How is it that last week we were driving nails into the housing market's coffin, with negative report after negative report, and then suddenly today the stock market took a bounce on one new price report, and I'm hearing the word "bottom" over and over? This is the kind of news day that makes my head spin, and then, inevitably, as I endeavor to make sense of it all here on the blog, any number of you charge me with, in your kindest words, being overly negative.
The S&P/Case-Shiller Indicesshow the U.S. National Home Price Index rose 4.4 percent in the second quarter of 2010, after having fallen 2.8 percent in the first quarter. Home prices are 3.6 percent above their year-earlier levels.
Okay, there's your quote.
Now for reality.
"Housing prices have rebounded from crisis lows, but other recent housing indicators point to more ominous signals as tax incentives have ended and foreclosures continue."
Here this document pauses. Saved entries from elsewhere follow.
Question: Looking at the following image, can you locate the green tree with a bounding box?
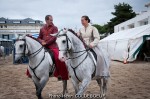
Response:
[92,24,102,33]
[108,2,136,33]
[93,2,136,34]
[92,24,108,34]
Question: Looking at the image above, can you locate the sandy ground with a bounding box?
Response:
[0,56,150,99]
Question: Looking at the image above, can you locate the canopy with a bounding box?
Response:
[99,24,150,62]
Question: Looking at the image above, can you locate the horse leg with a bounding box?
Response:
[71,79,79,94]
[96,78,103,98]
[36,76,49,99]
[76,78,91,96]
[33,81,39,93]
[96,77,108,99]
[102,77,108,99]
[60,80,68,99]
[62,80,68,95]
[32,78,41,99]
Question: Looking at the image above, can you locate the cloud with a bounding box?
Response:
[0,0,149,29]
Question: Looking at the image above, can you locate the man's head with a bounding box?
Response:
[45,15,53,26]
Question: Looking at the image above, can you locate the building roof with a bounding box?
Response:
[0,17,44,25]
[145,2,150,7]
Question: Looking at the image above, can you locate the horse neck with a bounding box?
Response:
[68,32,87,63]
[26,36,44,62]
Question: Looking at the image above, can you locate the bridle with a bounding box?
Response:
[58,31,90,60]
[58,33,72,54]
[15,39,43,58]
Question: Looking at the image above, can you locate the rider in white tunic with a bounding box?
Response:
[78,16,110,77]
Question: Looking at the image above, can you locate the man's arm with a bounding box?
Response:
[37,29,44,43]
[45,26,58,45]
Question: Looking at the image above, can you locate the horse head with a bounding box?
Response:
[54,29,73,61]
[14,34,28,62]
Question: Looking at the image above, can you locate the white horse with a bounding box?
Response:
[0,46,5,60]
[55,29,110,99]
[14,34,68,99]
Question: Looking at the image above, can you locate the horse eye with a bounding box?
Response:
[19,45,23,48]
[62,40,66,43]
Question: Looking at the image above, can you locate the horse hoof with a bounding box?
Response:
[101,94,106,99]
[66,90,69,93]
[60,97,65,99]
[38,97,43,99]
[37,94,43,99]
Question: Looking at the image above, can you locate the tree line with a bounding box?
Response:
[93,2,136,34]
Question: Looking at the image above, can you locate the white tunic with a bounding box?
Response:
[79,25,100,47]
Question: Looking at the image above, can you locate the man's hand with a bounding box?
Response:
[42,41,46,46]
[89,44,94,48]
[77,32,80,36]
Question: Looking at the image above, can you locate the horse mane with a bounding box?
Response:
[26,34,41,43]
[26,34,43,46]
[68,29,87,47]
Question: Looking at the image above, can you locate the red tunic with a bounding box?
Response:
[38,24,58,49]
[27,24,69,80]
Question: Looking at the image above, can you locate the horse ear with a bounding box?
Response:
[63,28,68,34]
[22,34,26,39]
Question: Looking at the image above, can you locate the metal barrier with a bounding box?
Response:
[0,40,13,56]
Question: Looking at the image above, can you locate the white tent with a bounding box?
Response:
[99,24,150,62]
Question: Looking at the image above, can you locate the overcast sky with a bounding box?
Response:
[0,0,149,30]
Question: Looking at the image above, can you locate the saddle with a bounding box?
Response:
[89,48,97,78]
[90,48,97,61]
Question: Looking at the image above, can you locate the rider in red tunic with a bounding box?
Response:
[26,15,69,80]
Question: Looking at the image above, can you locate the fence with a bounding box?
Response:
[0,40,13,56]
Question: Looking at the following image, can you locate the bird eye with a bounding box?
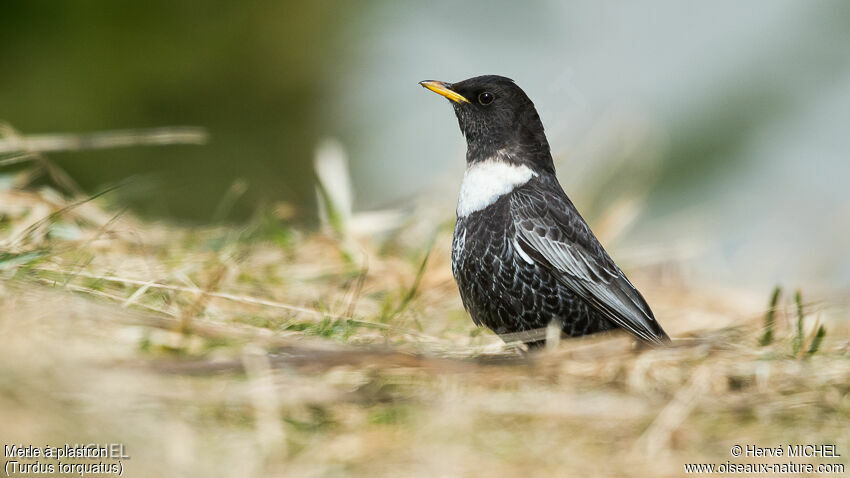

I can say "backward-looking, government stimulus-induced, seasonally aberrant" data until I'm a member of the blue man group, but I know there are those out there who still think this is great news. Even the folks at S&P/Case-Shiller warn us to look at the non-seasonally adjusted data because the current state of the economy has distorted all the seasonal factors. Month to month is also not worth it because of issues like the tax credit.
While some may see these price gains from the trough as a sign of bouncing along the bottom, most experts believe home prices nationally will fall again, but not necessarily immediately.
"We expect them to rise for another month or two, but then start to decline," says economist Patrick Newport at IHS Global Insight. "In our view, the housing glut and foreclosures will drive the national Case-Shiller index down another 6–8 percent, with prices bottoming out in 2011."